Dalam arahannya, Gubernur yang akrab disapa Melki Laka Lena menegaskan bahwa pembenahan data kemiskinan merupakan fondasi utama keberhasilan kebijakan pembangunan dan perlindungan sosial di NTT.

“Kami sangat prihatin karena hingga saat ini masih ditemukan warga yang benar-benar miskin justru belum menerima bantuan, sementara yang tidak miskin masih terdata sebagai penerima. Ini bukan semata soal angka, tetapi menyangkut kemanusiaan, keselamatan, dan martabat warga,” tegas Melki.

Gubernur menekankan bahwa perbaikan data kemiskinan harus dilakukan secara menyeluruh, berkelanjutan, dan lintas sektor, serta tidak bisa dibebankan hanya kepada pemerintah desa.

“Semua unsur harus terlibat aktif, mulai dari RT/RW, kader Posyandu, pendamping PKH, Dukcapil, Babinsa, guru, tenaga kesehatan, penyuluh, hingga tokoh agama dan tokoh masyarakat. Pendataan harus diverifikasi langsung di lapangan dengan pendekatan jemput bola, agar negara benar-benar hadir bagi warganya,” ujarnya.
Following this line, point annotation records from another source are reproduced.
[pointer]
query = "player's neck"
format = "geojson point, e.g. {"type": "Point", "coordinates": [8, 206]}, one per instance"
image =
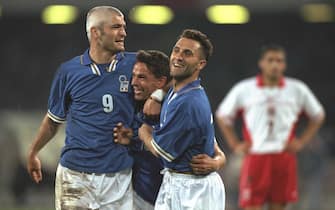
{"type": "Point", "coordinates": [270, 82]}
{"type": "Point", "coordinates": [101, 56]}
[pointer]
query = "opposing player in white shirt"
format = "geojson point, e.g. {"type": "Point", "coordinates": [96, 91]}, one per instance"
{"type": "Point", "coordinates": [270, 105]}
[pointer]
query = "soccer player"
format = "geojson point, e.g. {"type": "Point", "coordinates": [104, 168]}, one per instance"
{"type": "Point", "coordinates": [151, 71]}
{"type": "Point", "coordinates": [186, 129]}
{"type": "Point", "coordinates": [270, 105]}
{"type": "Point", "coordinates": [92, 93]}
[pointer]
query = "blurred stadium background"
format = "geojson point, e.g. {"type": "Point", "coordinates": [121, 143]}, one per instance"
{"type": "Point", "coordinates": [35, 38]}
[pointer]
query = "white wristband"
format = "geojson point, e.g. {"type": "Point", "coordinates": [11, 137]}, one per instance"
{"type": "Point", "coordinates": [158, 95]}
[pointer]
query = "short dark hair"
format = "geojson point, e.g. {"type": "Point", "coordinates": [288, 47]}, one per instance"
{"type": "Point", "coordinates": [206, 44]}
{"type": "Point", "coordinates": [271, 47]}
{"type": "Point", "coordinates": [156, 61]}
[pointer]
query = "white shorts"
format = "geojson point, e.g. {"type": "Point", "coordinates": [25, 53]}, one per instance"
{"type": "Point", "coordinates": [183, 191]}
{"type": "Point", "coordinates": [141, 204]}
{"type": "Point", "coordinates": [77, 190]}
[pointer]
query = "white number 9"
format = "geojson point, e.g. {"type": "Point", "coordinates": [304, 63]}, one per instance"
{"type": "Point", "coordinates": [107, 102]}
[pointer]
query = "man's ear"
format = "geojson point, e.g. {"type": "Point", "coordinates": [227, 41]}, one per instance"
{"type": "Point", "coordinates": [202, 64]}
{"type": "Point", "coordinates": [95, 32]}
{"type": "Point", "coordinates": [161, 82]}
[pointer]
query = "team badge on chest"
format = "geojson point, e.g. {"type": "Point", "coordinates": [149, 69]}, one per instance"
{"type": "Point", "coordinates": [124, 83]}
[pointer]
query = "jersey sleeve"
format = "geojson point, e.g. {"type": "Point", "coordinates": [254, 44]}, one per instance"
{"type": "Point", "coordinates": [175, 136]}
{"type": "Point", "coordinates": [57, 103]}
{"type": "Point", "coordinates": [311, 106]}
{"type": "Point", "coordinates": [230, 105]}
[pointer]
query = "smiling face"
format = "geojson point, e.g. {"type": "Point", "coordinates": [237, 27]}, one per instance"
{"type": "Point", "coordinates": [186, 59]}
{"type": "Point", "coordinates": [111, 34]}
{"type": "Point", "coordinates": [144, 82]}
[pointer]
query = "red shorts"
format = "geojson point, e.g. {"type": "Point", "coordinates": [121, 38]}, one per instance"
{"type": "Point", "coordinates": [268, 178]}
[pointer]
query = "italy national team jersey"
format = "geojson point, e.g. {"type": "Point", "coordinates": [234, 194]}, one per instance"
{"type": "Point", "coordinates": [269, 114]}
{"type": "Point", "coordinates": [186, 127]}
{"type": "Point", "coordinates": [92, 99]}
{"type": "Point", "coordinates": [147, 178]}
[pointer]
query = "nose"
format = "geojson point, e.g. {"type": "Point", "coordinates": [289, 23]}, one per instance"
{"type": "Point", "coordinates": [134, 81]}
{"type": "Point", "coordinates": [123, 32]}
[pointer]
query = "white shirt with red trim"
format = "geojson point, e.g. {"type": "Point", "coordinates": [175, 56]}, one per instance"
{"type": "Point", "coordinates": [269, 114]}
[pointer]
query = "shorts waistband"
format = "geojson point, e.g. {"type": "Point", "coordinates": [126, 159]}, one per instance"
{"type": "Point", "coordinates": [125, 171]}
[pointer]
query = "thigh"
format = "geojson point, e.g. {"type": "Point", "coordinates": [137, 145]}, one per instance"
{"type": "Point", "coordinates": [284, 179]}
{"type": "Point", "coordinates": [141, 204]}
{"type": "Point", "coordinates": [197, 193]}
{"type": "Point", "coordinates": [255, 180]}
{"type": "Point", "coordinates": [163, 200]}
{"type": "Point", "coordinates": [72, 191]}
{"type": "Point", "coordinates": [115, 191]}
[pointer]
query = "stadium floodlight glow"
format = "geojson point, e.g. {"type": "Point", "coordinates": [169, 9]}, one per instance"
{"type": "Point", "coordinates": [318, 13]}
{"type": "Point", "coordinates": [151, 14]}
{"type": "Point", "coordinates": [228, 14]}
{"type": "Point", "coordinates": [59, 14]}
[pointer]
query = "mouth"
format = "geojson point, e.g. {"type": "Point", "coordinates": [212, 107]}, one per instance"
{"type": "Point", "coordinates": [121, 41]}
{"type": "Point", "coordinates": [137, 91]}
{"type": "Point", "coordinates": [177, 65]}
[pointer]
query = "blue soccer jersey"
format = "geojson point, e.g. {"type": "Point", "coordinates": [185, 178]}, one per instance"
{"type": "Point", "coordinates": [146, 170]}
{"type": "Point", "coordinates": [92, 99]}
{"type": "Point", "coordinates": [186, 127]}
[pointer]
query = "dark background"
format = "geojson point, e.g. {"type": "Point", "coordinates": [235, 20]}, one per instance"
{"type": "Point", "coordinates": [31, 51]}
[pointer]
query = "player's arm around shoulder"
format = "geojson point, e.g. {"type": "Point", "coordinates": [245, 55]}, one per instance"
{"type": "Point", "coordinates": [122, 135]}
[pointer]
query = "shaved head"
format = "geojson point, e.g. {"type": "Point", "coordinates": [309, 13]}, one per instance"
{"type": "Point", "coordinates": [96, 17]}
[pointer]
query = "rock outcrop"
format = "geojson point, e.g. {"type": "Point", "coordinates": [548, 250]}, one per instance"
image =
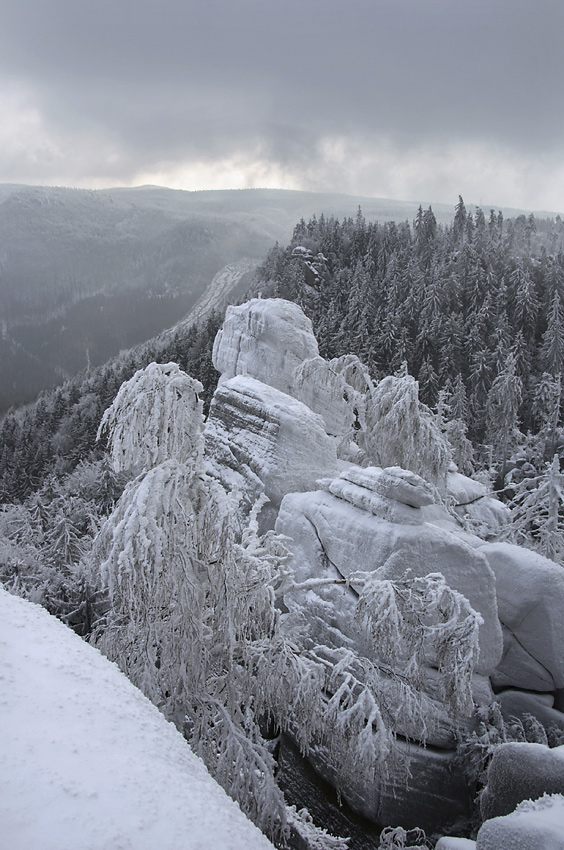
{"type": "Point", "coordinates": [288, 424]}
{"type": "Point", "coordinates": [261, 440]}
{"type": "Point", "coordinates": [370, 519]}
{"type": "Point", "coordinates": [520, 771]}
{"type": "Point", "coordinates": [532, 826]}
{"type": "Point", "coordinates": [530, 599]}
{"type": "Point", "coordinates": [266, 340]}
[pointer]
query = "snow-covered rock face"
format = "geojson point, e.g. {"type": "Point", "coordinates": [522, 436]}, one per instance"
{"type": "Point", "coordinates": [530, 596]}
{"type": "Point", "coordinates": [265, 339]}
{"type": "Point", "coordinates": [259, 439]}
{"type": "Point", "coordinates": [520, 771]}
{"type": "Point", "coordinates": [272, 341]}
{"type": "Point", "coordinates": [371, 519]}
{"type": "Point", "coordinates": [537, 825]}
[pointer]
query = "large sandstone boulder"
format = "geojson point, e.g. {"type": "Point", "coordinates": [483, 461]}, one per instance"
{"type": "Point", "coordinates": [520, 771]}
{"type": "Point", "coordinates": [520, 704]}
{"type": "Point", "coordinates": [260, 440]}
{"type": "Point", "coordinates": [530, 598]}
{"type": "Point", "coordinates": [264, 339]}
{"type": "Point", "coordinates": [370, 519]}
{"type": "Point", "coordinates": [428, 792]}
{"type": "Point", "coordinates": [535, 825]}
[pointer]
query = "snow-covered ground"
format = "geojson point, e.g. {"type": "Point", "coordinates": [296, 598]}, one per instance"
{"type": "Point", "coordinates": [86, 761]}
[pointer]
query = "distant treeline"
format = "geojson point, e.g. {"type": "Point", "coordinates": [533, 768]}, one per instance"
{"type": "Point", "coordinates": [464, 305]}
{"type": "Point", "coordinates": [57, 432]}
{"type": "Point", "coordinates": [453, 302]}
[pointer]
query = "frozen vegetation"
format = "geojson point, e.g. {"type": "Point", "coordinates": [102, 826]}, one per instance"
{"type": "Point", "coordinates": [310, 565]}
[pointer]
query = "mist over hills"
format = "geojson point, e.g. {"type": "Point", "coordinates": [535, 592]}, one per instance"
{"type": "Point", "coordinates": [87, 273]}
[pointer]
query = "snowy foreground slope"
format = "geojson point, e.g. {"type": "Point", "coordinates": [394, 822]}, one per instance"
{"type": "Point", "coordinates": [86, 761]}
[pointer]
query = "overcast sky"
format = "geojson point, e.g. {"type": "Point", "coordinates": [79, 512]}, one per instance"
{"type": "Point", "coordinates": [406, 99]}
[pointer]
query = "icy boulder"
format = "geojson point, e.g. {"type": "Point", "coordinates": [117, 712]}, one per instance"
{"type": "Point", "coordinates": [323, 389]}
{"type": "Point", "coordinates": [372, 519]}
{"type": "Point", "coordinates": [264, 339]}
{"type": "Point", "coordinates": [473, 503]}
{"type": "Point", "coordinates": [537, 825]}
{"type": "Point", "coordinates": [260, 440]}
{"type": "Point", "coordinates": [522, 704]}
{"type": "Point", "coordinates": [520, 771]}
{"type": "Point", "coordinates": [530, 596]}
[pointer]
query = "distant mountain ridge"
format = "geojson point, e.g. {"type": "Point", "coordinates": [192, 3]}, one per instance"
{"type": "Point", "coordinates": [86, 273]}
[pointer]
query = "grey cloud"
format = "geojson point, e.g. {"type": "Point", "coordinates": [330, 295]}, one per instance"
{"type": "Point", "coordinates": [210, 79]}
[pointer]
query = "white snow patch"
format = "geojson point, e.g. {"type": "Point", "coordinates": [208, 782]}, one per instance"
{"type": "Point", "coordinates": [86, 761]}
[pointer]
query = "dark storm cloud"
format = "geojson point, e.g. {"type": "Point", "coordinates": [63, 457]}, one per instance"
{"type": "Point", "coordinates": [169, 80]}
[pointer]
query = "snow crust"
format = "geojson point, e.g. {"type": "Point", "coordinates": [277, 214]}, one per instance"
{"type": "Point", "coordinates": [448, 843]}
{"type": "Point", "coordinates": [86, 761]}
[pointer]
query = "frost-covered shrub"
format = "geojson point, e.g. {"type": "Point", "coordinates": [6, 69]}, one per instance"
{"type": "Point", "coordinates": [401, 431]}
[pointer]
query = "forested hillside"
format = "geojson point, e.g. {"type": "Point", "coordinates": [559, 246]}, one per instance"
{"type": "Point", "coordinates": [85, 274]}
{"type": "Point", "coordinates": [307, 467]}
{"type": "Point", "coordinates": [475, 309]}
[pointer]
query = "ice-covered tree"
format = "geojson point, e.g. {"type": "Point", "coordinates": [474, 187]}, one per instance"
{"type": "Point", "coordinates": [196, 622]}
{"type": "Point", "coordinates": [502, 411]}
{"type": "Point", "coordinates": [401, 431]}
{"type": "Point", "coordinates": [537, 516]}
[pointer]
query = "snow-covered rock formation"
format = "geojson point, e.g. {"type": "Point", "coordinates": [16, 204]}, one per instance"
{"type": "Point", "coordinates": [286, 423]}
{"type": "Point", "coordinates": [265, 339]}
{"type": "Point", "coordinates": [530, 598]}
{"type": "Point", "coordinates": [520, 771]}
{"type": "Point", "coordinates": [370, 519]}
{"type": "Point", "coordinates": [261, 440]}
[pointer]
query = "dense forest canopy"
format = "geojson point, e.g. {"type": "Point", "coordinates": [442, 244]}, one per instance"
{"type": "Point", "coordinates": [475, 309]}
{"type": "Point", "coordinates": [461, 329]}
{"type": "Point", "coordinates": [464, 305]}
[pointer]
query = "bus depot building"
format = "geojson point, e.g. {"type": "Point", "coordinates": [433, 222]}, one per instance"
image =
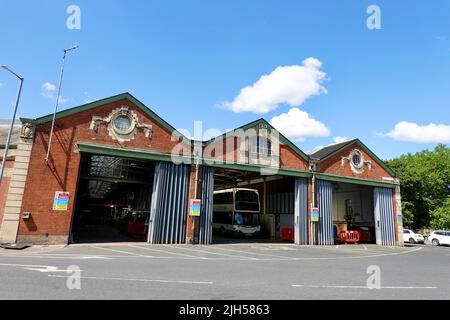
{"type": "Point", "coordinates": [118, 172]}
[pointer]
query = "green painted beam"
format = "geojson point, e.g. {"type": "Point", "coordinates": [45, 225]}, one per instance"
{"type": "Point", "coordinates": [85, 147]}
{"type": "Point", "coordinates": [366, 182]}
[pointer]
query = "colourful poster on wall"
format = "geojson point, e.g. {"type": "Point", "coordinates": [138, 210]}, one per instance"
{"type": "Point", "coordinates": [61, 201]}
{"type": "Point", "coordinates": [195, 206]}
{"type": "Point", "coordinates": [315, 215]}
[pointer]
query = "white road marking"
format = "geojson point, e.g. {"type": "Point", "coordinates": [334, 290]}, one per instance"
{"type": "Point", "coordinates": [164, 251]}
{"type": "Point", "coordinates": [216, 253]}
{"type": "Point", "coordinates": [138, 280]}
{"type": "Point", "coordinates": [119, 251]}
{"type": "Point", "coordinates": [274, 248]}
{"type": "Point", "coordinates": [31, 267]}
{"type": "Point", "coordinates": [354, 287]}
{"type": "Point", "coordinates": [223, 258]}
{"type": "Point", "coordinates": [47, 269]}
{"type": "Point", "coordinates": [60, 256]}
{"type": "Point", "coordinates": [255, 253]}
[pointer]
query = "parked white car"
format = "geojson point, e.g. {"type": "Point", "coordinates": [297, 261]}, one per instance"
{"type": "Point", "coordinates": [412, 237]}
{"type": "Point", "coordinates": [438, 238]}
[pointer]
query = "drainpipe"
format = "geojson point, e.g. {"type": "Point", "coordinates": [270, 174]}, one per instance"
{"type": "Point", "coordinates": [197, 160]}
{"type": "Point", "coordinates": [313, 204]}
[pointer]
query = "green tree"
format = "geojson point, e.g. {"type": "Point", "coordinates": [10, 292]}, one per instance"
{"type": "Point", "coordinates": [440, 217]}
{"type": "Point", "coordinates": [424, 177]}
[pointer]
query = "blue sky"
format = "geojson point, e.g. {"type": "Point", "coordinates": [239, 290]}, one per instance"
{"type": "Point", "coordinates": [187, 59]}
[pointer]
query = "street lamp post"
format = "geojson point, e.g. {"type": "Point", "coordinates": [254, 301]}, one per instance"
{"type": "Point", "coordinates": [8, 140]}
{"type": "Point", "coordinates": [57, 101]}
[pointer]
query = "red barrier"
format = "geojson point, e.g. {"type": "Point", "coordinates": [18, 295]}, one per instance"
{"type": "Point", "coordinates": [287, 234]}
{"type": "Point", "coordinates": [351, 236]}
{"type": "Point", "coordinates": [365, 236]}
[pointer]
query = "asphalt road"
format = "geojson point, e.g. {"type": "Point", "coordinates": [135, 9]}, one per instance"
{"type": "Point", "coordinates": [225, 271]}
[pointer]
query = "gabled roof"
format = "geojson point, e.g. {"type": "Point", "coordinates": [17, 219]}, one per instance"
{"type": "Point", "coordinates": [92, 105]}
{"type": "Point", "coordinates": [330, 151]}
{"type": "Point", "coordinates": [252, 124]}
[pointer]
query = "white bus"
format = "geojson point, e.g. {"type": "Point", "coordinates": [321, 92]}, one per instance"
{"type": "Point", "coordinates": [236, 212]}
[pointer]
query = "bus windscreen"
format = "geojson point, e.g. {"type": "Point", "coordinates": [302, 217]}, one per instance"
{"type": "Point", "coordinates": [246, 201]}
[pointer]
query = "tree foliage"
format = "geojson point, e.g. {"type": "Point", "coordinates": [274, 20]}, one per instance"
{"type": "Point", "coordinates": [424, 178]}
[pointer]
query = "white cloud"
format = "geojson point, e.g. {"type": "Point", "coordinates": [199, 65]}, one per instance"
{"type": "Point", "coordinates": [298, 125]}
{"type": "Point", "coordinates": [339, 139]}
{"type": "Point", "coordinates": [48, 90]}
{"type": "Point", "coordinates": [286, 84]}
{"type": "Point", "coordinates": [432, 133]}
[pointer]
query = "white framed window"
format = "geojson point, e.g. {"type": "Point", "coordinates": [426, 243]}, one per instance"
{"type": "Point", "coordinates": [260, 145]}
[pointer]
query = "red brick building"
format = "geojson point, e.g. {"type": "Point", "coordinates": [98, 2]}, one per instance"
{"type": "Point", "coordinates": [115, 158]}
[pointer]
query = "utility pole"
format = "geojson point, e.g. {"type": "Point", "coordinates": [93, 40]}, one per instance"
{"type": "Point", "coordinates": [11, 127]}
{"type": "Point", "coordinates": [57, 102]}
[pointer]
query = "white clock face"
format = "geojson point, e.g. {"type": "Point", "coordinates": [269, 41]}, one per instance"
{"type": "Point", "coordinates": [122, 123]}
{"type": "Point", "coordinates": [356, 160]}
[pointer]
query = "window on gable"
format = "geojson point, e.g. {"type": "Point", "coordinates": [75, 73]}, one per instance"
{"type": "Point", "coordinates": [260, 145]}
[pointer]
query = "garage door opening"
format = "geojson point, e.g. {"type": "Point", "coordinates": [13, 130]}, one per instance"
{"type": "Point", "coordinates": [113, 200]}
{"type": "Point", "coordinates": [248, 207]}
{"type": "Point", "coordinates": [353, 209]}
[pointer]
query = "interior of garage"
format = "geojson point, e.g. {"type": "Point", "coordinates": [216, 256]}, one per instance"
{"type": "Point", "coordinates": [113, 200]}
{"type": "Point", "coordinates": [353, 209]}
{"type": "Point", "coordinates": [276, 210]}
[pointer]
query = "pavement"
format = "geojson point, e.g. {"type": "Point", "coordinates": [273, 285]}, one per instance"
{"type": "Point", "coordinates": [242, 271]}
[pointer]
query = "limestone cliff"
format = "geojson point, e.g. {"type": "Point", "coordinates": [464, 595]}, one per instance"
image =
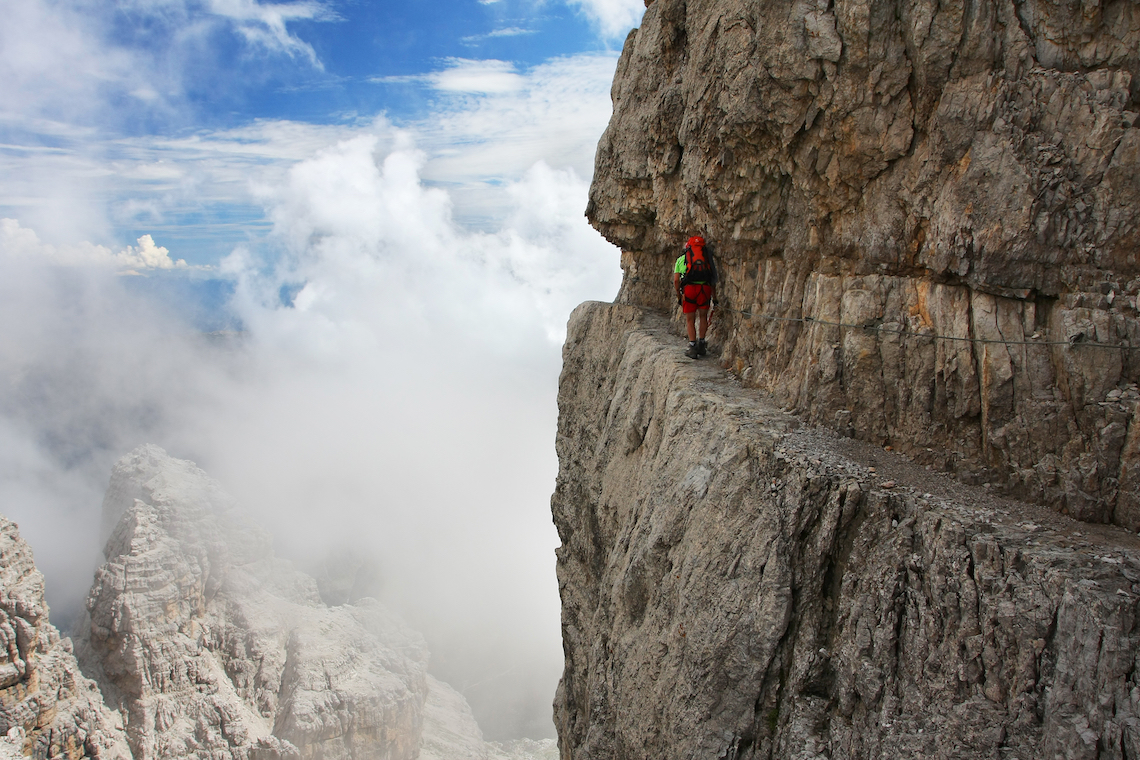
{"type": "Point", "coordinates": [926, 215]}
{"type": "Point", "coordinates": [47, 708]}
{"type": "Point", "coordinates": [737, 585]}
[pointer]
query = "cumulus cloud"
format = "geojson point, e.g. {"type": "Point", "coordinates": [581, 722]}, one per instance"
{"type": "Point", "coordinates": [399, 399]}
{"type": "Point", "coordinates": [16, 240]}
{"type": "Point", "coordinates": [402, 289]}
{"type": "Point", "coordinates": [613, 17]}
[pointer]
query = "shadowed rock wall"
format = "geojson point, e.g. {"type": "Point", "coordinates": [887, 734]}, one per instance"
{"type": "Point", "coordinates": [735, 586]}
{"type": "Point", "coordinates": [47, 708]}
{"type": "Point", "coordinates": [955, 181]}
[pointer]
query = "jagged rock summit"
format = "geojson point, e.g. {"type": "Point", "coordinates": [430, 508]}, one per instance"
{"type": "Point", "coordinates": [213, 647]}
{"type": "Point", "coordinates": [47, 708]}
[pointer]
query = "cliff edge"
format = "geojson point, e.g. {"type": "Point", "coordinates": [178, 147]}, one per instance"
{"type": "Point", "coordinates": [737, 585]}
{"type": "Point", "coordinates": [47, 708]}
{"type": "Point", "coordinates": [926, 214]}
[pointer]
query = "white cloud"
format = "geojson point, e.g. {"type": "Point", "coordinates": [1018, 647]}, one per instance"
{"type": "Point", "coordinates": [613, 17]}
{"type": "Point", "coordinates": [404, 399]}
{"type": "Point", "coordinates": [16, 240]}
{"type": "Point", "coordinates": [478, 76]}
{"type": "Point", "coordinates": [404, 402]}
{"type": "Point", "coordinates": [266, 24]}
{"type": "Point", "coordinates": [510, 31]}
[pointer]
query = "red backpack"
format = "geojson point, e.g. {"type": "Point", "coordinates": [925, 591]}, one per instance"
{"type": "Point", "coordinates": [698, 268]}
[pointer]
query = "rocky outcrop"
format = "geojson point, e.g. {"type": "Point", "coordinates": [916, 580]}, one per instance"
{"type": "Point", "coordinates": [213, 647]}
{"type": "Point", "coordinates": [738, 585]}
{"type": "Point", "coordinates": [926, 215]}
{"type": "Point", "coordinates": [47, 708]}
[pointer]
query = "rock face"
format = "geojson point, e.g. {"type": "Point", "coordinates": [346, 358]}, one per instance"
{"type": "Point", "coordinates": [47, 708]}
{"type": "Point", "coordinates": [926, 215]}
{"type": "Point", "coordinates": [738, 586]}
{"type": "Point", "coordinates": [213, 647]}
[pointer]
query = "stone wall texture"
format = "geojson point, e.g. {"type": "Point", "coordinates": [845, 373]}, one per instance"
{"type": "Point", "coordinates": [47, 708]}
{"type": "Point", "coordinates": [957, 182]}
{"type": "Point", "coordinates": [737, 585]}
Lebih lanjut, Gubernur Melki menegaskan bahwa integritas data merupakan kunci keadilan sosial. Ia menyatakan bahwa setiap bentuk manipulasi data kemiskinan tidak akan ditoleransi.

“Memainkan data kemiskinan, baik karena kepentingan politik maupun keuntungan pribadi, adalah pelanggaran terhadap nilai kemanusiaan. Siapa pun yang terbukti melakukannya akan diproses sesuai ketentuan hukum,” tegasnya.

Selain pendataan, Gubernur NTT juga memberikan perhatian serius pada sektor pendidikan dan kesehatan. Di bidang pendidikan, ia meminta agar kendala administrasi Program Indonesia Pintar (PIP) segera diselesaikan, serta menegaskan larangan pungutan yang memberatkan siswa dari keluarga kurang mampu. Layanan konseling di sekolah juga diminta kembali dioptimalkan sebagai ruang aman bagi peserta didik.

Sementara di sektor kesehatan, Gubernur menekankan percepatan verifikasi kepesertaan Penerima Bantuan Iuran (PBI) BPJS Kesehatan, agar tidak ada warga miskin yang kehilangan akses layanan kesehatan akibat kendala administratif.

Menutup rapat, Gubernur Melki menegaskan komitmen Pemerintah Provinsi NTT untuk terus melakukan perbaikan secara terbuka dan bertanggung jawab.

“Kami menyadari masih ada kekurangan. Namun komitmen kami jelas: mengakui yang perlu diperbaiki, bekerja bersama seluruh pemangku kepentingan, dan memastikan keadilan sosial benar-benar dirasakan oleh seluruh masyarakat NTT,” pungkasnya.